I have a better idea. Make a copy of the raw filesystem. It's only 14GB.
See how much you can compress it and I'll download it and reproduce
the problem on my test box.

-Matt
Matthew Dillon
<>

#7 Updated by bastyaelvtars over 6 years ago

On Thu, 3 Jul 2008 12:49:41 -0700 (PDT)
Matthew Dillon <> wrote:

OK, I am going to do it, I'll post back tomorrow at about this time.

#8 Updated by bastyaelvtars over 6 years ago

I got a similar panic with the same filesystem almost filled-up with
different files when reblocking. I do not know how helpful this is, but
I report it anyway. ;-)

#9 Updated by dillon over 6 years ago

Ok, Gergo and I have been working through the two issues he reported
and with kind access to his machine I have figured out what is going
on. I am going to post this to the thread so we have a record of it,
because it is quite interesting.

Gergo found two problems:

(1) 'hammer reblock' can lose track of space reservations and cause
hammer_alloc_data() to run out of space on the media and panic.

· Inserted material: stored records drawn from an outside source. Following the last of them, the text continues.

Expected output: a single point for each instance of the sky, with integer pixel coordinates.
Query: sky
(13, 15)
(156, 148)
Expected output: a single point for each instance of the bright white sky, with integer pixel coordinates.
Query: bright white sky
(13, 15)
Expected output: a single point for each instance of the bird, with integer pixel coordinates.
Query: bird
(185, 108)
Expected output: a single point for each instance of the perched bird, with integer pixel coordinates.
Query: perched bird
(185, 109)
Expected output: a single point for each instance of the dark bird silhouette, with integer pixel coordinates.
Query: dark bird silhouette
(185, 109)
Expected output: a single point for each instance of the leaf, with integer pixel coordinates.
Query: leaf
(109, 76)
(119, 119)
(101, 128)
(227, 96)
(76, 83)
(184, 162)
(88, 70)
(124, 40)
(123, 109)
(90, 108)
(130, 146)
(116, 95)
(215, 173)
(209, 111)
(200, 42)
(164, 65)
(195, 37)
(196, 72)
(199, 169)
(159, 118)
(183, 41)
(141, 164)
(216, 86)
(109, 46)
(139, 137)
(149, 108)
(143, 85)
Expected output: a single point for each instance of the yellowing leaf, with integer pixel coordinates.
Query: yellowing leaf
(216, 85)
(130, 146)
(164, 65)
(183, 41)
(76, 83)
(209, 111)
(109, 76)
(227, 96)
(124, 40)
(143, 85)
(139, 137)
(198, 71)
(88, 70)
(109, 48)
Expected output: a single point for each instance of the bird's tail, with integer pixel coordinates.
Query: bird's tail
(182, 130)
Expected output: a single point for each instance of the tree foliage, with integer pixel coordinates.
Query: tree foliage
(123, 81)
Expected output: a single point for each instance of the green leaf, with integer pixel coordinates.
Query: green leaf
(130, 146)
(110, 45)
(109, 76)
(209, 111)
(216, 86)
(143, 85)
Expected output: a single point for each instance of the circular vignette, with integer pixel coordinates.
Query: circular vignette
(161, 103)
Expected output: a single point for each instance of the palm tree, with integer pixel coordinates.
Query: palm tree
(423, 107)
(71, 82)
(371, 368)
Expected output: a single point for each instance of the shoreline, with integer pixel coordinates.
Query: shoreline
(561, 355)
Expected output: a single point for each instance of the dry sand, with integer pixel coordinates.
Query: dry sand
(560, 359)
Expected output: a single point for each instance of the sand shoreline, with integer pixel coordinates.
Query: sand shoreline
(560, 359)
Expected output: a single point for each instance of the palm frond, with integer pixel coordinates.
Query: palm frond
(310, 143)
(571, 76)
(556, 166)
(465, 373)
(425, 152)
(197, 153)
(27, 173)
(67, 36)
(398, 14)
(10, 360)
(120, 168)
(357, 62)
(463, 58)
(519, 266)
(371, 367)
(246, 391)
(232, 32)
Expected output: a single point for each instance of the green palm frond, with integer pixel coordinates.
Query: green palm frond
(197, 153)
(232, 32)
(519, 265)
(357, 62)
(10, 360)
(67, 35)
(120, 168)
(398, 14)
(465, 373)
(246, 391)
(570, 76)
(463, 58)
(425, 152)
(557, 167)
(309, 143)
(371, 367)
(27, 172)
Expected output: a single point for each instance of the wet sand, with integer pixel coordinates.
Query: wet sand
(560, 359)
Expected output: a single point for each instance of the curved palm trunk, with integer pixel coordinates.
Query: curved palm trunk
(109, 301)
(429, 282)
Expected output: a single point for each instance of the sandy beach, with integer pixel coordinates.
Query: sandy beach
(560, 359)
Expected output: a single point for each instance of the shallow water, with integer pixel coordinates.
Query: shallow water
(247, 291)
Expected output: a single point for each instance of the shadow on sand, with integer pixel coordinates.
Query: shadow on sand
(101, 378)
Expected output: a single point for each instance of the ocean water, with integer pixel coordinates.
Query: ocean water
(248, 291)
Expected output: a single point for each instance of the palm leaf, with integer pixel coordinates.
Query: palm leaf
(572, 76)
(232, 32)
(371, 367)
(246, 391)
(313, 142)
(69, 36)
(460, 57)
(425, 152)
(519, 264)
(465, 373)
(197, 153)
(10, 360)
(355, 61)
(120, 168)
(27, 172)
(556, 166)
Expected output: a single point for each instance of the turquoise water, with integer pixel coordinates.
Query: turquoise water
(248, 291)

I hope to fix this today. At worst we want the reblocker to
return an error if there is insufficient free space on the disk
to reblock it, not panic the machine :-).

I have found that 'dd' can do the same thing. It is the same bug.

(2) On his small 14G test partition, using nohistory, it turns out
that a huge amount of fragmentation can build up if the partition
is not reblocked. I aint talking 10% here, I'm talking 65%
fragmentation or worse. The 14G partition only had 5G worth
of files on it but it was 99% full, with only 300MB free in df.

It was so fragmented that trying to reblock it using the default
fill level (aka 'hammer reblock /home') failed because there was
not enough media space free to reblock into.

This is really a documentation issue. HAMMER partitions must be
reblocked occassionally, preferably via cron and preferably before
you actually run out of disk space.

It is possible to reblock when the media is highly fragmented. You do
it by telling hammer to only reblock nearly-empty blocks first, in
order to get them freed up and available for reuse as quickly as possible.
This is done by specifying a <fill_percentage> argument.

For example, this command will only reblock blocks that are 5% full
(and hence 95% empty):

hammer reblock /home 5

It works because it doesn't cost much to move the small amounts of data
out of those highly fragmented blocks and thus be able to free the blocks.
You then increase the fill percentage until you have freed enough space
to do the remainder with no limitations:

hammer reblock /home 25
hammer reblock /home 50
hammer reblock /home 75
hammer reblock /home 90
hammer reblock /home
whew...

It's a bit complex so what I am going to do is add some foot-shooting
protection to the 'hammer reblock' utility and maybe also have it
print out a warning, a reminder, if you attempt to reblock a hammer
partition that is too full.

-Matt

#10 Updated by swildner over 6 years ago

I suggest that until we have some automatic reblocking mechanism, we
should add a etc/periodic/daily script which reblocks all mounted hammer
file systems.

Sascha

#11 Updated by dillon over 6 years ago

:Matthew Dillon wrote:
:> This is really a documentation issue. HAMMER partitions must be
:> reblocked occassionally, preferably via cron and preferably before
:> you actually run out of disk space.
:
:I suggest that until we have some automatic reblocking mechanism, we
:should add a etc/periodic/daily script which reblocks all mounted hammer
:file systems.
:
:Sascha
:
:--
:http://yoyodyne.ath.cx

I do want to automate it, but I don't think an automatic cron job is
a good idea for this release cycle. It could easily result in user
foot shooting worse then just running out of filesystem space.

-Matt
Matthew Dillon
<>

#12 Updated by bastyaelvtars over 6 years ago

On Wed, 16 Jul 2008 00:42:41 +0200
Sascha Wildner <> wrote:

Yes but that has to be done intelligently via a shell script, i.e. to
try until HAMMER returns success, because small partitions can fill up
in no time. So try first with the default, then 90, 80, 70 etc.

#13 Updated by corecode over 6 years ago

We absolutely need this. People will complain left and right if it
isn't "just" working.

Probably I'm missing something, but can't we reserve N blocks for
reblocking purposes, so that the reblocker always can make progress?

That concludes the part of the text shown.